Determinism, Cache, and Cache Invalidation
Caching is extensively used in modern software because it boosts system efficiency by storing transient data to make later retrievals easier. Reading data from the cache is faster than recomputing results or reading from a slower underlying storage layer. System performance improves when more requests are served from the cache.
In blockchain, a new transaction must undergo several verifications before it becomes final and immutable on the public ledger. Utilizing cache efficiently can improve the verification performance and accelerate system throughput.
This blog post is a small discussion on cache in the context of blockchains. I will explain why the cache is limited in Ethereum, how Nervos CKB use cache to achieve greater performance in transaction verification, and how to handle the cache invalidation challenge in a the recent hard fork of Nervos CKB.
For Transaction Execution Results in Ethereum, Cache Works?
Although caching is useful in speeding up data retrieval, it is valuable only under specific circumstances. We usually use two measurements to determine whether a cache can be beneficial: cache hit and cache miss. A cache hit occurs when the requested data can be found in a cache, while a cache miss occurs when it cannot. If the data in a cache never or rarely hits, caching is of little value. For example, if the result of a function changes every time the function runs, such a function is unsuitable for caching.

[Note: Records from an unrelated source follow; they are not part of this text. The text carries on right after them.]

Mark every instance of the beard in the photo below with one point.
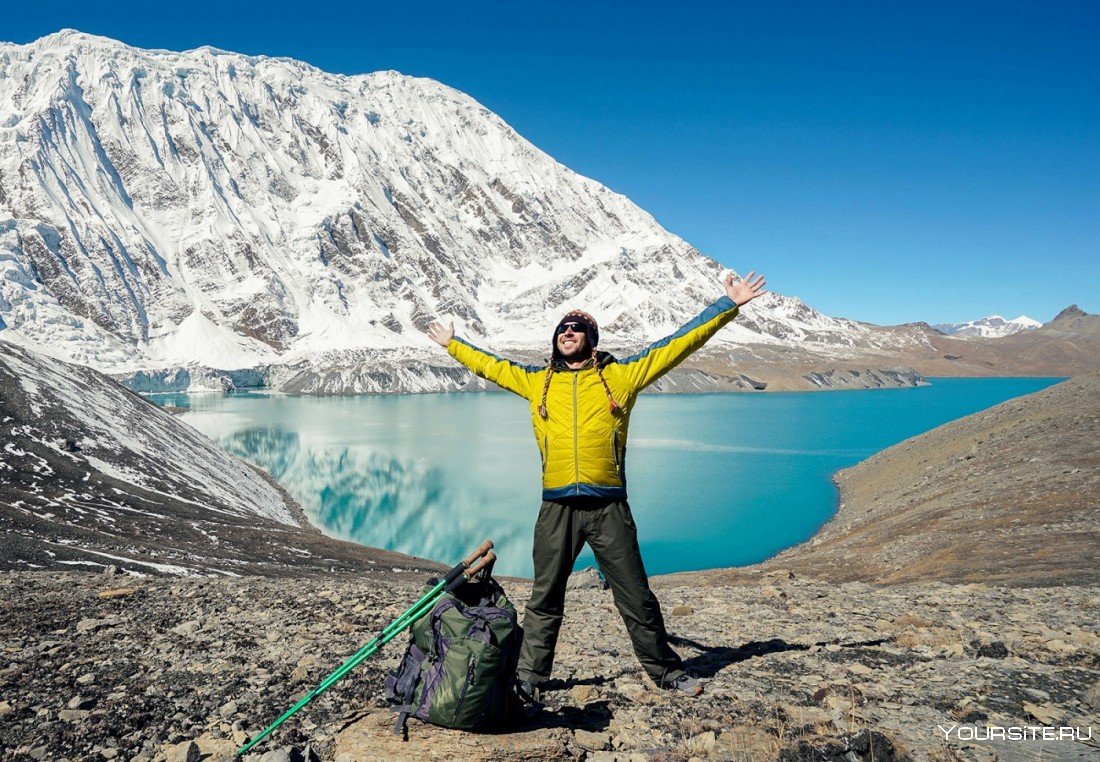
(580, 351)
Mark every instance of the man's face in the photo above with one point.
(572, 342)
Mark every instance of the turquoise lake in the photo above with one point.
(714, 479)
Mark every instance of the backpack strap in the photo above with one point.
(400, 725)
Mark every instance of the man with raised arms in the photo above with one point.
(581, 402)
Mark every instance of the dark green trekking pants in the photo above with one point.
(608, 528)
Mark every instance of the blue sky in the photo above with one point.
(886, 162)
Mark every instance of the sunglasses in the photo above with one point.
(575, 328)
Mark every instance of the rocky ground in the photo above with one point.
(887, 637)
(108, 666)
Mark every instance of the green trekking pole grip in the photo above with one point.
(458, 571)
(461, 573)
(487, 560)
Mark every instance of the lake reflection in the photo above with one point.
(714, 479)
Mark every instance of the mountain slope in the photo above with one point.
(161, 208)
(92, 475)
(992, 327)
(1004, 496)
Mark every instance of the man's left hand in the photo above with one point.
(746, 289)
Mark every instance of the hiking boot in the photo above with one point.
(685, 684)
(528, 692)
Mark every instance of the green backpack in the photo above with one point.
(460, 666)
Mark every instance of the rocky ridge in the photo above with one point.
(827, 652)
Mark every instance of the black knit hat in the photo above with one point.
(591, 330)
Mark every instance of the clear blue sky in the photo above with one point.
(883, 161)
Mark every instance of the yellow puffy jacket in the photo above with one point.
(582, 442)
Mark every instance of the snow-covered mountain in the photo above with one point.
(160, 209)
(992, 327)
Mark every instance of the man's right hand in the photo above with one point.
(441, 334)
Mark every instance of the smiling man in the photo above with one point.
(581, 404)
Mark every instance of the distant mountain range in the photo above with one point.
(235, 211)
(992, 327)
(208, 219)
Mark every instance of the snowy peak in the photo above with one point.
(161, 208)
(992, 327)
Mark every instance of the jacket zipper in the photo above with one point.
(576, 453)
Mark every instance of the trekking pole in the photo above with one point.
(461, 573)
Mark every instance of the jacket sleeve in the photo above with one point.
(504, 373)
(661, 356)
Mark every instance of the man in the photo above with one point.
(581, 404)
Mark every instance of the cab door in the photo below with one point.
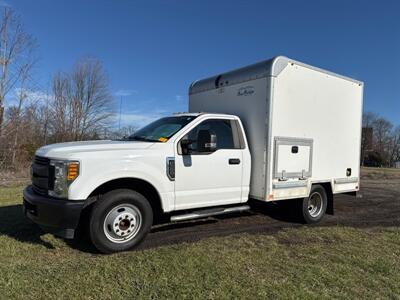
(208, 165)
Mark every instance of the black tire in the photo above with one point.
(314, 206)
(136, 214)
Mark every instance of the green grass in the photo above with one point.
(308, 262)
(380, 173)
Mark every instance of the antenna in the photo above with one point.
(120, 107)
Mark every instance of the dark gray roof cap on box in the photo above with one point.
(271, 67)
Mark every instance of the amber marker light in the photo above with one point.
(72, 171)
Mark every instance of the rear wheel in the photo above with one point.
(119, 221)
(314, 206)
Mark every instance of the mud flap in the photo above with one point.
(330, 208)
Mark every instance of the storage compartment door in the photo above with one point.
(292, 157)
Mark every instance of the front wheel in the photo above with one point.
(119, 221)
(314, 206)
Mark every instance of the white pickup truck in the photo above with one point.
(275, 130)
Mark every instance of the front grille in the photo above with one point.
(42, 175)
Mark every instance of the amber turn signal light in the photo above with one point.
(72, 171)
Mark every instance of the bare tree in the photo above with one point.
(16, 47)
(21, 96)
(82, 101)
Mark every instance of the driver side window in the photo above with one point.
(221, 129)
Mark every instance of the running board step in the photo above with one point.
(209, 213)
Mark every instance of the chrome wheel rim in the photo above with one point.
(315, 203)
(122, 223)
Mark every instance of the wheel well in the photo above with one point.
(141, 186)
(328, 189)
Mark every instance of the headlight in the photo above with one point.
(65, 172)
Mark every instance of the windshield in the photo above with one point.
(162, 129)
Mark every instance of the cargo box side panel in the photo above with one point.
(313, 105)
(247, 100)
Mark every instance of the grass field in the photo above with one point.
(306, 262)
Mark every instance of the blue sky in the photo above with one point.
(153, 50)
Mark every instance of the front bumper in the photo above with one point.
(58, 216)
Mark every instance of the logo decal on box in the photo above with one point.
(246, 91)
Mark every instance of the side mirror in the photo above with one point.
(185, 146)
(207, 141)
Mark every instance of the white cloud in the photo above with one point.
(30, 96)
(123, 92)
(179, 98)
(33, 95)
(139, 118)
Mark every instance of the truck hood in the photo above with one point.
(65, 150)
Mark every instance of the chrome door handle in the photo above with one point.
(234, 161)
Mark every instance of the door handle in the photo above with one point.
(234, 161)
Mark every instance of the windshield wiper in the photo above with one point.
(141, 138)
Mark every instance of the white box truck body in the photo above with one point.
(303, 124)
(271, 131)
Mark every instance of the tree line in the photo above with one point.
(380, 143)
(76, 106)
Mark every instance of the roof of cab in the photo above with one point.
(270, 67)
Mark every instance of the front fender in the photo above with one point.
(95, 175)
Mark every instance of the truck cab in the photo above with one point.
(178, 163)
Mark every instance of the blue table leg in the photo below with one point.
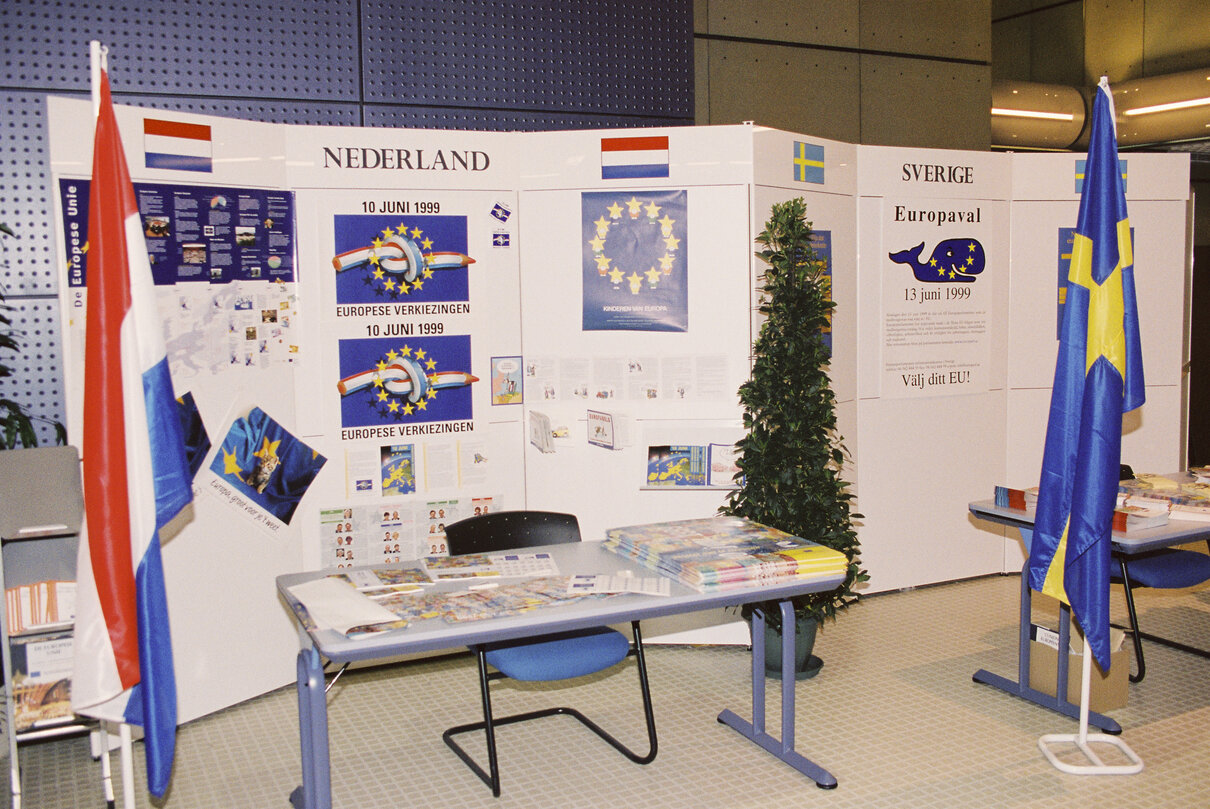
(1058, 703)
(316, 790)
(755, 729)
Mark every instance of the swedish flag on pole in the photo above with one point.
(1098, 377)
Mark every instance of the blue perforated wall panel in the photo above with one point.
(459, 64)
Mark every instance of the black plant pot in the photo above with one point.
(806, 665)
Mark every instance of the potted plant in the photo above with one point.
(791, 456)
(16, 423)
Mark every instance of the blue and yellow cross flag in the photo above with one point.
(1098, 377)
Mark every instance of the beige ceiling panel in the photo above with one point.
(812, 22)
(951, 29)
(800, 90)
(929, 104)
(1176, 36)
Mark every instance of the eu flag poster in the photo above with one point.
(1098, 377)
(404, 381)
(634, 247)
(401, 258)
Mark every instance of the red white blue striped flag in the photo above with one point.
(136, 477)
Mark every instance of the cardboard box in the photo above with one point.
(1105, 691)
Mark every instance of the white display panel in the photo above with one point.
(525, 207)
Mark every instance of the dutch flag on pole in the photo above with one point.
(177, 145)
(634, 157)
(136, 475)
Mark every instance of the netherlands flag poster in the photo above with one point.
(136, 473)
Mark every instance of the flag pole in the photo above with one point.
(97, 62)
(1098, 377)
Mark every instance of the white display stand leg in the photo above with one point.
(124, 732)
(1082, 740)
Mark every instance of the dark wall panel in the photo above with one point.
(461, 64)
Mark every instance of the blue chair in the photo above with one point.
(1170, 568)
(546, 658)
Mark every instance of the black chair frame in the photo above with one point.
(1136, 635)
(491, 775)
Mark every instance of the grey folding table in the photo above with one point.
(433, 634)
(1176, 532)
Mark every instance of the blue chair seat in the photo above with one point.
(562, 657)
(1170, 570)
(553, 657)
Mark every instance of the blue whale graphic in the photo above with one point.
(954, 259)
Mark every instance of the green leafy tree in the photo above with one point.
(16, 423)
(791, 456)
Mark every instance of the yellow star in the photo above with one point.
(230, 463)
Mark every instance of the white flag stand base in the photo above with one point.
(1094, 764)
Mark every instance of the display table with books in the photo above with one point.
(1010, 510)
(375, 613)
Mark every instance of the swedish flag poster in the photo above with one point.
(1098, 377)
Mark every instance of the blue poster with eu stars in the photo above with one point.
(634, 253)
(265, 462)
(401, 258)
(404, 381)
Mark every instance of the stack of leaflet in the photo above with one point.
(1182, 501)
(724, 553)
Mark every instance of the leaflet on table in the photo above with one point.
(468, 566)
(587, 583)
(335, 604)
(385, 578)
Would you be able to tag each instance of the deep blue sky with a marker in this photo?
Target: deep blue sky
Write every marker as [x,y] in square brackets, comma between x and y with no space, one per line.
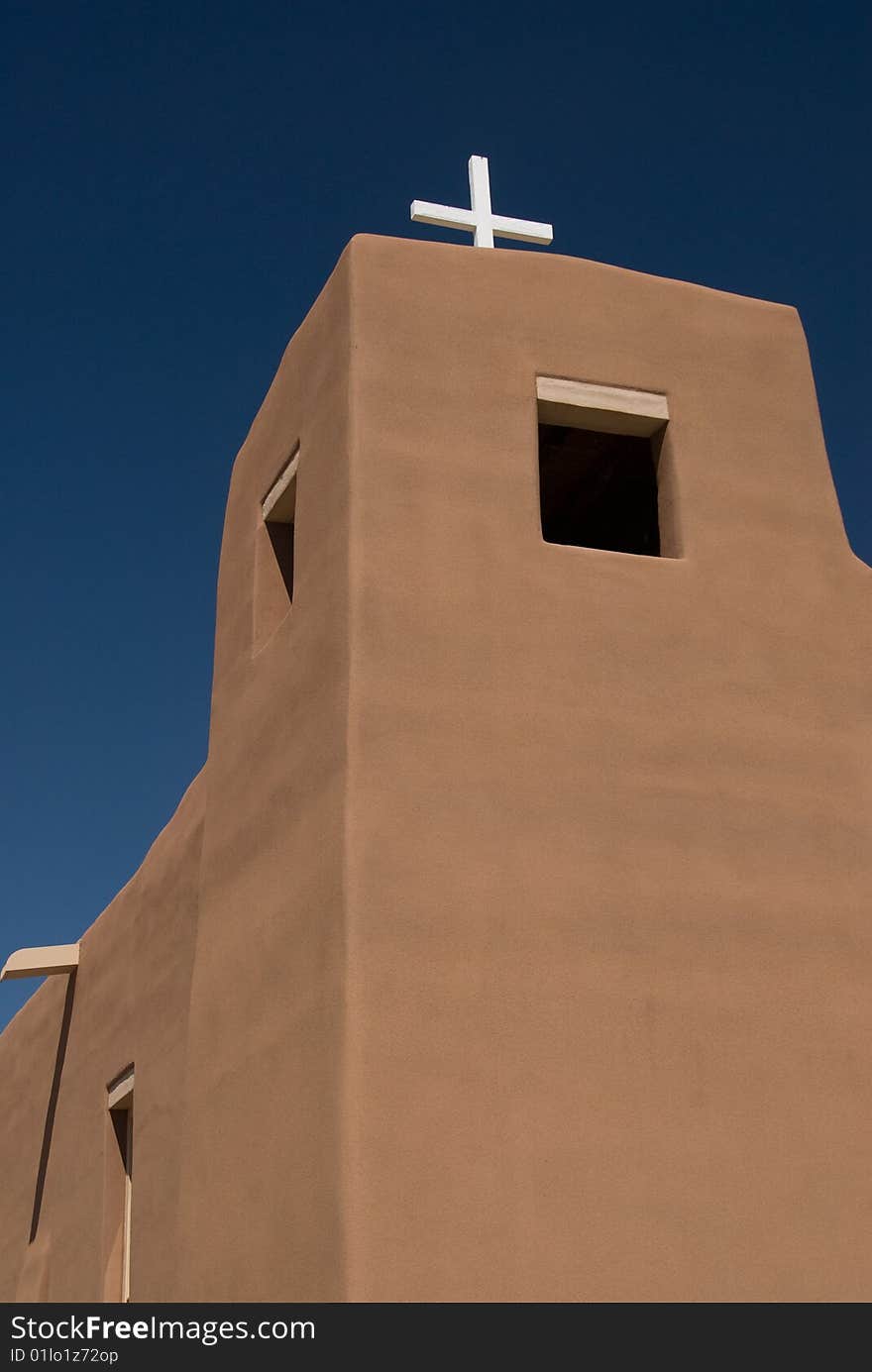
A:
[178,182]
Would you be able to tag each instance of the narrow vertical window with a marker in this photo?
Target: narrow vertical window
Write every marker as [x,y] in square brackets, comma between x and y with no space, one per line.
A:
[120,1184]
[279,509]
[274,546]
[600,471]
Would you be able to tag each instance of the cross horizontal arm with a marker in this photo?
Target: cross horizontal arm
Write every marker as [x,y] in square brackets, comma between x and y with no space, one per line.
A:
[526,231]
[444,216]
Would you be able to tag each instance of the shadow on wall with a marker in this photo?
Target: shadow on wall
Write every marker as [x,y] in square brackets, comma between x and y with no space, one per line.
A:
[53,1105]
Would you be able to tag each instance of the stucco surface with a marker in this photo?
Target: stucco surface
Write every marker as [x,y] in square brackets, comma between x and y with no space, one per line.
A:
[513,941]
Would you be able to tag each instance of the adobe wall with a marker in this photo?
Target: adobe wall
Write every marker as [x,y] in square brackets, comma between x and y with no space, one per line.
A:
[608,829]
[512,944]
[128,1004]
[217,970]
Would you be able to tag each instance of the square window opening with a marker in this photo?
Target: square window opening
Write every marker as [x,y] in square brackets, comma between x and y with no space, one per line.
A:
[279,509]
[599,450]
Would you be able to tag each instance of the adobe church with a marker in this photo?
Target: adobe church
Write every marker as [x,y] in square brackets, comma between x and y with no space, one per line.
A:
[512,944]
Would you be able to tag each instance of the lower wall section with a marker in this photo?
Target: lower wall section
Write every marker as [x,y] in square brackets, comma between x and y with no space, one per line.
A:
[128,1003]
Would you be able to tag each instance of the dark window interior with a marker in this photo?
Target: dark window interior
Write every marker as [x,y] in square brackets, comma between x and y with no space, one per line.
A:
[281,539]
[598,490]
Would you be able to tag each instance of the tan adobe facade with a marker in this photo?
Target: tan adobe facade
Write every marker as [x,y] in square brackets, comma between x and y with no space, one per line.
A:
[513,941]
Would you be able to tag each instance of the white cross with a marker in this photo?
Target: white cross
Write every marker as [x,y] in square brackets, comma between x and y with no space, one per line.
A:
[481,221]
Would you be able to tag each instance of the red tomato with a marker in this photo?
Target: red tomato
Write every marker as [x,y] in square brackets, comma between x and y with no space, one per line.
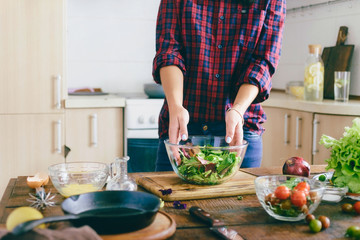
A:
[298,198]
[282,192]
[302,186]
[356,207]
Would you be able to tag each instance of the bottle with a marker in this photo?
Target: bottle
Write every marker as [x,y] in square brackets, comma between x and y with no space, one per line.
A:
[314,75]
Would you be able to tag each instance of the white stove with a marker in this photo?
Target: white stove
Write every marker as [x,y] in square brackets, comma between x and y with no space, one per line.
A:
[141,132]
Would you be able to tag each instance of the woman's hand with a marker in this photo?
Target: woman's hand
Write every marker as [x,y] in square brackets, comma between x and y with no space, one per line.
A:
[179,118]
[234,128]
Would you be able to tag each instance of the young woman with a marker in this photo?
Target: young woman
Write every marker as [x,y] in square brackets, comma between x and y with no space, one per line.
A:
[215,59]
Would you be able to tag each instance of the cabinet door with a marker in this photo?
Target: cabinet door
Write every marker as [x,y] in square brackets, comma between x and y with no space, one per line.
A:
[287,134]
[31,56]
[94,134]
[29,144]
[331,125]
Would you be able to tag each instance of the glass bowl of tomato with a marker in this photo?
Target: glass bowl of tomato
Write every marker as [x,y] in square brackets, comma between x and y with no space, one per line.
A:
[288,197]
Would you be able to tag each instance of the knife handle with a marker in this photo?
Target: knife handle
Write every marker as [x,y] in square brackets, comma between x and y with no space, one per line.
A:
[205,216]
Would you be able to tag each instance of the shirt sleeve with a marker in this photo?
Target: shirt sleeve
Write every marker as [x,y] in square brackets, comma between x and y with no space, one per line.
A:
[267,52]
[168,39]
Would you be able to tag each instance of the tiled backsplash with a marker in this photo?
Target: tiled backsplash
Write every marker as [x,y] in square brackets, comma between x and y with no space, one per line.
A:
[111,43]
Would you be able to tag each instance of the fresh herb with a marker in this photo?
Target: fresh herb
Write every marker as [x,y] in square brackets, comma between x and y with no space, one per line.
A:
[345,157]
[322,178]
[166,191]
[207,165]
[179,205]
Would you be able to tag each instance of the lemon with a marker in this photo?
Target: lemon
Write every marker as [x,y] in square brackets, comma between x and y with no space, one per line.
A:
[23,214]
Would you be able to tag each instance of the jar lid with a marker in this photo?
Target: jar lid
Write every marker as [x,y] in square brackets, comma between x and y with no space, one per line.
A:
[314,48]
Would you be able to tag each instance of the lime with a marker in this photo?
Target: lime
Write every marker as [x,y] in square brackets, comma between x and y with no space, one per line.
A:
[315,225]
[23,214]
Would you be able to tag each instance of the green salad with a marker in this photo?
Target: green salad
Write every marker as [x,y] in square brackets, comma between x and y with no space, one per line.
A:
[207,166]
[345,157]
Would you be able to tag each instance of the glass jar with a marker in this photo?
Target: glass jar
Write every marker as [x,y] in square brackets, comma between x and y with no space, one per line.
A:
[314,75]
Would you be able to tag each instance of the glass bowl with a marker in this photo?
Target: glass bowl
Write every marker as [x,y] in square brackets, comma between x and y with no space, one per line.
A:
[332,193]
[289,198]
[205,160]
[74,178]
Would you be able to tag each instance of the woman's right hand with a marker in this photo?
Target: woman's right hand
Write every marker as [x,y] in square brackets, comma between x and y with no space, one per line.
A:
[179,119]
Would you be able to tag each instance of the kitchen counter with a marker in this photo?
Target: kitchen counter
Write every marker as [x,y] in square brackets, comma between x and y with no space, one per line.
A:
[246,216]
[282,100]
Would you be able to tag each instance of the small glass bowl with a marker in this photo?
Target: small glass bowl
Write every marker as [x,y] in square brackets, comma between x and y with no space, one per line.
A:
[332,193]
[288,209]
[75,178]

Ethereum, for instance, requires several verifications until the transactions are finally accepted on-chain or rejected as invalid. As soon as a transaction is submitted, it must go through at least the following verification stages:
- When a transaction reaches a node from a remote source (network) or a local source (RPC, i.e., Remote Procedure Call), it will be executed locally and submitted to the mempool, where several pending transactions are temporarily stored;
- After the transaction is packaged into a block, the block will be verified, where the transaction is re-executed;
- In the case of the transaction being held in the mempool while a new block invokes a state change on the blockchain, the transaction will be re-executed to avoid any possible conflicts with the latest on-chain transactions. Upon successful re-execution, it will be returned to the mempool and reorganized into another block; otherwise, it will be rejected.
Without a doubt, transaction execution efficiency determines one of Ethereum's performance metrics: TPS (transaction per second). As those stages exhibited above, the on-chain transaction verification requires repeated computation. Thus, caching the execution results for future requests would be helpful.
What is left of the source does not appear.